Manchin and Senator Kyrsten Sinema (D-Ariz.), have been accused of thwarting the agenda of congressional Democrats and President Joe Biden. The pair cast key votes earlier this month against changing the Senate's filibuster needed to advance voting rights legislation. The vote followed Manchin's announcement in December that he couldn't support the Build Back Better social spending package, dooming the key legislative priority in the evenly divided Senate.

Now, Manchin and Sinema face backlash for bucking the party. Senators Elizabeth Warren and Bernie Sanders, two of the chamber's most left-leaning members, have suggested primary challenges for the pair of moderates. Missouri Democratic Representative Cori Bush said on Twitter that "the legacy of Jim Crow is alive and well in 2022," referring to the two senators after the block on voting rights legislation.

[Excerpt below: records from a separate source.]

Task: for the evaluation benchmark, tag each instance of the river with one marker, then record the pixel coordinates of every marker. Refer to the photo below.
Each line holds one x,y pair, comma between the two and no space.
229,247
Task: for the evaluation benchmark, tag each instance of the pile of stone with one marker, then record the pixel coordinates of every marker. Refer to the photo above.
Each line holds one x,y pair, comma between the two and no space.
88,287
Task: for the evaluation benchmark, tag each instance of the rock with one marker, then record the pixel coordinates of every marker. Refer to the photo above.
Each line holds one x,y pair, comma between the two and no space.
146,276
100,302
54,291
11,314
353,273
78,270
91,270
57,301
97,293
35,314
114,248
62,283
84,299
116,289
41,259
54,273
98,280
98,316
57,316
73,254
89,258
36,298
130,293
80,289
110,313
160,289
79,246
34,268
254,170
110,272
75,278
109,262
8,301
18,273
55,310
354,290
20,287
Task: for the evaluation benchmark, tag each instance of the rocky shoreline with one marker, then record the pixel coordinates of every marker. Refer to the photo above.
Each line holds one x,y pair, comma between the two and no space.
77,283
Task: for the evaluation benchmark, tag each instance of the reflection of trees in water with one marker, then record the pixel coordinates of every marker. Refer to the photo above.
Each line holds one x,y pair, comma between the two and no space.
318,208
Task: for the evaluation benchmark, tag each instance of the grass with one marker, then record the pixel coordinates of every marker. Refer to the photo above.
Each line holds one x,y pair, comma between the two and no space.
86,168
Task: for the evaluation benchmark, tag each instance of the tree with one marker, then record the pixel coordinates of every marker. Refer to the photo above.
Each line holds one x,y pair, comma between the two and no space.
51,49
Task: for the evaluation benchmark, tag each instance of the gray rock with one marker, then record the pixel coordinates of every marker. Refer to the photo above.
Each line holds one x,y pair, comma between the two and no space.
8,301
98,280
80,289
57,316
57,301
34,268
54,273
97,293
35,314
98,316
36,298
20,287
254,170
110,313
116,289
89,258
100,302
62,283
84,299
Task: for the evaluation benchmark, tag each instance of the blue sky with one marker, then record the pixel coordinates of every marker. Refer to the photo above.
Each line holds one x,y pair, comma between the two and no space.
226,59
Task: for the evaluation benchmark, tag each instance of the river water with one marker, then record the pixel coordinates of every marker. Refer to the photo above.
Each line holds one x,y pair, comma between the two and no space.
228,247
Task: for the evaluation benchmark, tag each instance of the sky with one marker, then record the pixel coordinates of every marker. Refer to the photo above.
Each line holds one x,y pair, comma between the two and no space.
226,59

James Carville Speaking At Conference
Longtime Democratic operative James Carville defended Senator Joe Manchin, the West Virginia moderate. Above, Carville speaks during the 2019 Politicon at Music City Center on October 26, 2019, in Nashville, Tennessee. Jason Kempin/Getty Images

Carville said in the interview that only 6 percent of adults and about 12 percent of Democrats identify as "progressive."

"Someone like Manchin is closer to the mainstream than a lot of these people think, and pretending like he isn't won't help the cause," Carville said.

The political landscape of West Virginia, which President Donald Trump carried by 68.6 percent in 2020, means limitations for Democrats, Carville argued. He pointed out that Manchin represents a state where not a single county has voted for a Democratic candidate for president since 2008.

If Manchin runs for re-election in 2024, Carville said, the race won't come down to a choice between a moderate Democrat and a more liberal Democrat, like Massachusetts Senator Ed Markey. Instead, it'll be a choice between a moderate Democrat and a conservative Republican in the mold of Marsha Black of Tennessee, he said.

"But I'll just keep saying it: If we don't have Senator Manchin, we're going to have somebody really, really, really extreme in his seat," said Carville.

During negotiations over the Build Back Better package, Manchin raised objections to extending child tax credit payments that provided monthly assistance to 30 million families and are credited with lifting millions of children out of poverty.

Illing suggested to Carville that the exasperation over Manchin isn't his opposition to "ultra-progressive policies," but "mostly centrist policies," which are widely popular.

"OK, fine, but I'll go back to my earlier point," responded Carville. "If we want to pass more liberal policies, we need to elect more Democrats. Period. End of story."

Newsweek has reached out to Warren and Sanders for a response.